We’ve just returned from the He Sapa Wacipi Na Oskate in Rapid City, South Dakota. It was a 1500 mile roundtrip for me but well worth the time spent with my grandsons (who live a few hundred miles away), daughter, and other powwow friends.
I’d been thinking about my next blog and an idea for “Fantasy Powwow” came to mind:
At outdoor powwows, the campgrounds are lush green grass with reserved parking for your vehicles, your own fresh water pump, and a security fence for the babies. The Powwow Committee sends hardworking young men to erect your tipi or tent, shade, or set up your camp trailer. These young men are single, well-built and handsome, and were raised in a respectful way by their grandmothers.
At indoor powwows, you pull up to the door and well-built and handsome young men unload all your belongings (one will park the vehicle afterward), escort the elders to their reserved seats, corral the kids, and invite you to pick out seating that is convenient to bathrooms, dressing rooms, and the arena. These young men will reappear when you’re ready to leave, pack up everything and bring it to your vehicle which is parked at the doorway.
The hotel room has 4 beds, 2 bathrooms, and least a dozen towels. The buffet breakfast lasts until 11am. The front desk tells you to check out any time before 4pm, and that they sure enjoyed the 49 singing last night. You are stoked that your room is right next to the host drum, Midnite Express.
The Powwow Committee’s tabulators, upon hearing that you were detained, had car trouble, missed the freeway exit, took the wrong turn, got lost, etc., smile and say, “Don’t worry, missing Grand Entry isn’t a problem. We know how hectic things can be!”
The Arena Director/Head Judge will pick at least half the judges who are your close friends/relatives.
The singing groups are hard-singing, handsome and beautiful and they will sing the most awesome songs that make you give it your all during the contest, and you will NOT EVER miss the stops.
Tiny Tot dancers are paid $20 each session because they are so precious and cute.
Everything will run on time unless you need a reprieve for some reason, in which case things will happen exactly when you are ready.
If you have a malfunction of your regalia, there is a complimentary repair stand complete with experts who have all the materials and items necessary to get you back on the dance floor.

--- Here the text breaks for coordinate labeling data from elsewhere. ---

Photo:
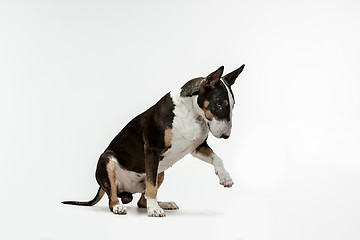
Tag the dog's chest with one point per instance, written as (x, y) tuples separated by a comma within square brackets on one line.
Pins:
[(188, 132)]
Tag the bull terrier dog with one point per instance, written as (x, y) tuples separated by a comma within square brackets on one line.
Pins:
[(178, 124)]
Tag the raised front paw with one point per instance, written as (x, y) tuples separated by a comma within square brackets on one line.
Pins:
[(225, 179)]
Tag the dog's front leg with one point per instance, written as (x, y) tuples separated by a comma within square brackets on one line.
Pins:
[(152, 158), (205, 153)]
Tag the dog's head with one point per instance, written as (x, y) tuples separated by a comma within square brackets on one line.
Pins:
[(217, 101)]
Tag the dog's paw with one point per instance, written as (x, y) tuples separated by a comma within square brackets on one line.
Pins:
[(119, 209), (225, 179), (156, 212), (168, 205)]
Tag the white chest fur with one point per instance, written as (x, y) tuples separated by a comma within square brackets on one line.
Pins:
[(189, 130)]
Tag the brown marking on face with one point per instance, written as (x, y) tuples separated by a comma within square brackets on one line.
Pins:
[(110, 168), (208, 114), (168, 137), (205, 150), (206, 103)]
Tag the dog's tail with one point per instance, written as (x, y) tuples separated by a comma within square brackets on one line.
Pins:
[(96, 199)]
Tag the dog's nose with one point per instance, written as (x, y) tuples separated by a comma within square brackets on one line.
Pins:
[(224, 136)]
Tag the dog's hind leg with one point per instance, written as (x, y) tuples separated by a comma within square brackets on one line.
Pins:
[(164, 205), (106, 177)]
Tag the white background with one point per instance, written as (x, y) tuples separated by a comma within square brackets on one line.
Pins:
[(73, 73)]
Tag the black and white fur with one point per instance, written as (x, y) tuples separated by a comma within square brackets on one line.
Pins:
[(177, 125)]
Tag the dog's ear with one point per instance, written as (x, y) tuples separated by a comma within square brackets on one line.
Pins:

People with kids will receive assistance to braid hair, put on regalia, change diapers, feed, and put down for naps while Mom/Dad/Grandma/Grandpa get ready. These helpers will be available to you all throughout the powwow and by the end of the first day, your kids are calling them “Auntie” or “Uncle”.
The food at the concession stands is less of the high-calorie, high-fat variety and more of the healthier, traditional kind like berry soup and buffalo stew. The prices don’t make you think that you bought the concession stand instead of just one meal.
At the powwow there is at least one famous Indian person that you’ve been dying to meet, and he/she just happens to be sitting near you and strikes up a conversation. Even better, the local news captures a photo of you and him/her and it’s on the front page the next day: “Eddie Spears and friend enjoy a moment at He Sapa Wacipi”.
Welcome to My Fantasy Powwow!
What's your Fantasy Pow Wow?
Loreana Wrench
says:My fantasy powwow would be 72F perfect lighting even at night. Many dancers of all ages who want me to paint portraits of them.
Gabrielle Knife
says:lol…that WAS my Black Hills powwow!! haha jk jk
Anishtiway
says:My fantasy powwow would be to have all my children and grandchildren come up and dance with me, women’s traditional is what I used to dance have degenerative disc disease that is slowly robbing me of that. So I am keeping my hands busy with beadwork, selling it when I can. My grandkids some are here in Brandon and never come to visit. Many prayers that they all know that Kushi is praying for all of them.